In software development, success is all about failure.
That may sound as if we are carrying the “fail fast, fail hard” philosophy a little too far, but which would you rather have — a quick, definite failure that you can identify, repeat, and analyze, or a series of semi-failures and partial recoveries that leave your application and your data in a corrupt and unstable state? Anybody who’s spent much time testing or debugging software should know the answer: errors that are masked by near-recovery are almost as hard to trace as intermittent errors — and all too often, there’s no real difference between the two. Slow failures masked by partial recovery show up as on-again, off-again bugs.
And yes, we are talking about failing forward — but before you say that you’ve heard it all before, let’s take a look at what that means. In software development (or just about anything else, for that matter), failing forward is failing in a way that allows you to identify and overcome the underlying problem, so that you can move forward, past the point where it has been giving you trouble.
The all-too-common alternatives to failing forward are generally pretty unappealing, once you recognize them for what they are: failing (or even refusing) to recognize the problem, patching it over without understanding it, trying immediate fixes and workarounds that make things worse in the long run, wrestling endlessly with the several-steps-down-the-line symptoms, cosmetic error-trapping designed to make the problem look like it’s being handled, etc.
What they all have in common is that they don’t aggressively engage the problem or attack it systematically; in fact, they treat it as a potentially endless struggle — an approach which can be lethal for a development project. Too often, the real alternative to failing forward is to fail all over the place, and without end.
So failing forward means, among other things, errors which make it clear to the user that an error has occurred, and that identify the location of the error, logs that includes all items of potential interest, and only very limited use of things such as graceful failure, or automatic error recovery. It’s one thing to recover gracefully and go on if external resources or files aren’t available, or if the program encounters corrupted data, but it is quite another thing (and not a good one) to go into graceful recovery mode when the program has malfunctioned internally. When that happens, you’re just papering over an error that is likely to show up again, and again, and again.
But what about the downside of failing so visibly? isn’t it likely to be damaging in terms of customer goodwill? The short answer is yes, no, and maybe — yes, it could do damage if you get in the habit of using your entire customer base as beta testers (although we all could probably name some very large and well-known companies that seem to do just that), no, it can’t be any worse than the goodwill lost by shipping software with slowly degrading performance, and maybe there’s a better approach than making all of your customers deal with your most spectacular failures.
And as it turns out, there are better approaches to implementing fail-forward development; one of the best (and most widely-used) of these approaches is the canary release strategy (named after the coal miners’ canary, whose job it was to drop dead if the air started to go bad).
With a canary release, the current version of your application remains on you main server system, and the vast majority of your customers continue to use it.

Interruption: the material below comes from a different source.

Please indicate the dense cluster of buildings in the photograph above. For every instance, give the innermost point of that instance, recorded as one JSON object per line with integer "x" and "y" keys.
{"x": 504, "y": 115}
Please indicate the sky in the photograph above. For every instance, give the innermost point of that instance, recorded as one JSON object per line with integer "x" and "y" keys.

You install the new version on an isolated set of servers, and test it for basic stability, functionality, and obvious bugs. At that point, you route a small group of users to the new version. This allows you to test the deployment under real-world conditions, knowing that if it does fail in a properly obvious and ungraceful way, the failure will only be visible to those users. When you’re satisfied with the new version’s performance with the initial test group, you can roll it out to a larger subset of users, and work out any remaining bugs that become apparent under a heavier load. After that, you can deploy it to your general user base, replacing the old version.
This means that even if the new version is going to have a truly catastrophic, spectacular failure after operating under heavy load for some time, only the small initial test group (or the larger secondary test group) is likely to encounter it, and rollback is going to consist largely of routing those users back to the main, stable version.

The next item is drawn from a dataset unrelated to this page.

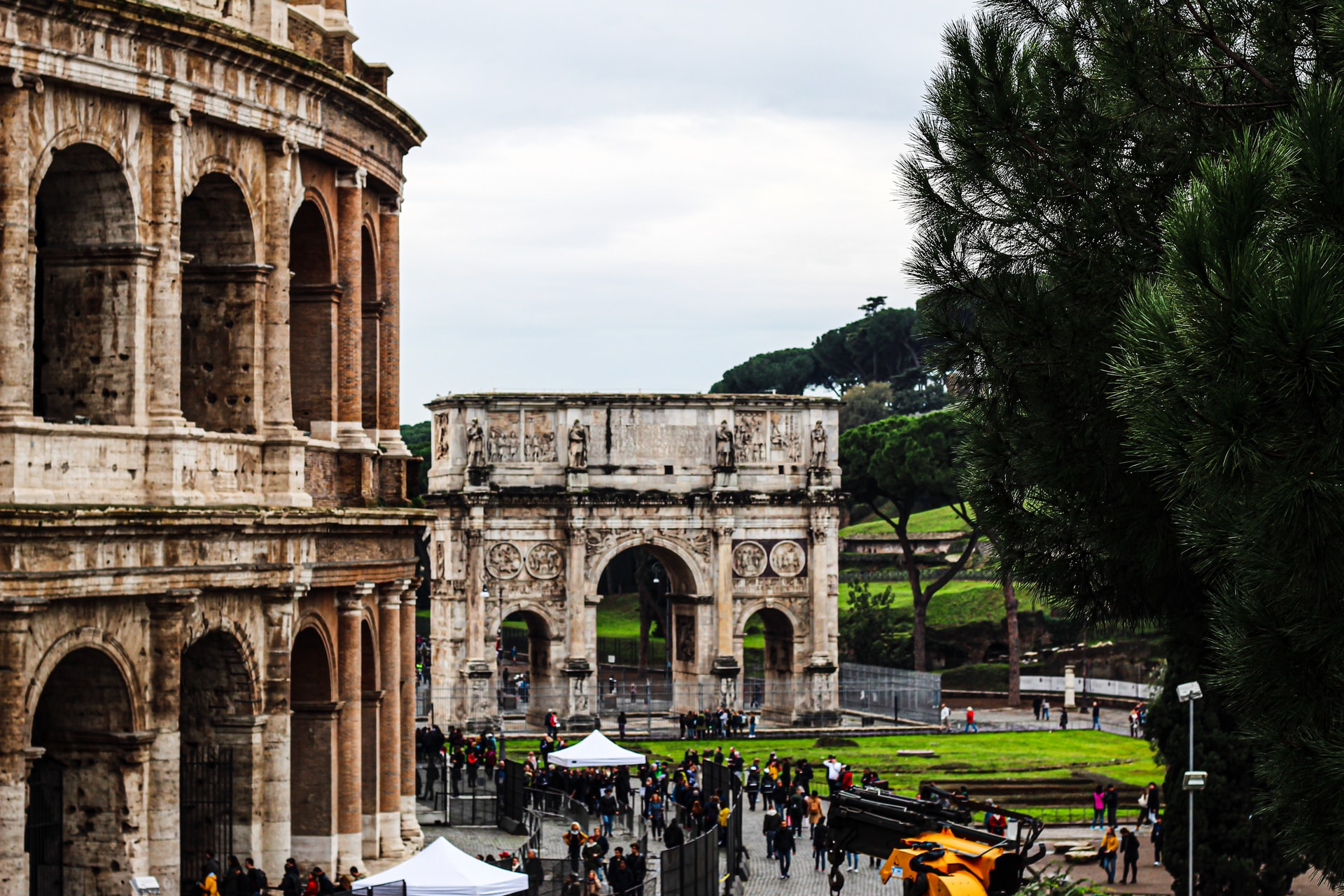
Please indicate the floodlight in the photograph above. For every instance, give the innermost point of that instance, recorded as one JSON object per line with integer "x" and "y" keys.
{"x": 144, "y": 886}
{"x": 1189, "y": 691}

In practice, of course, it isn’t quite that simple. The process of isolating a set of servers and switching a small group of users over to them require you to manipulate your load-balancing system. Rather than routing users to servers based strictly on standard load-balancing criteria, it will need to filter out a specific set of test users and route them to the designated test servers, while continuing to perform its usual load-balancing functions with the remaining users and servers — doing all of this without any degradation in performance. Setting this system up initially may require a significant design-implementation-test cycle of its own, apart for the actual software test deployment.
You also need to give some thought to the process of selecting a test group. Your first, small group should provide you with realistic load and use conditions, so while it could be in-house under some circumstances, it is often better to select people from your user base by some method (generally random or semi-random) that will be unlikely to bias the results. In practice, this requires a sufficiently large and active user base, and even then, canary deployment may not be appropriate for all applications or users (for example, loss-of-property/loss-of-life mission-critical applications).
Given these limitations, however, the combination of fail-forward development and canary release can serve as a very powerful strategy for implementing continuous deployment and maintaining high software quality standards without exposing your users to significant risk or inconvenience.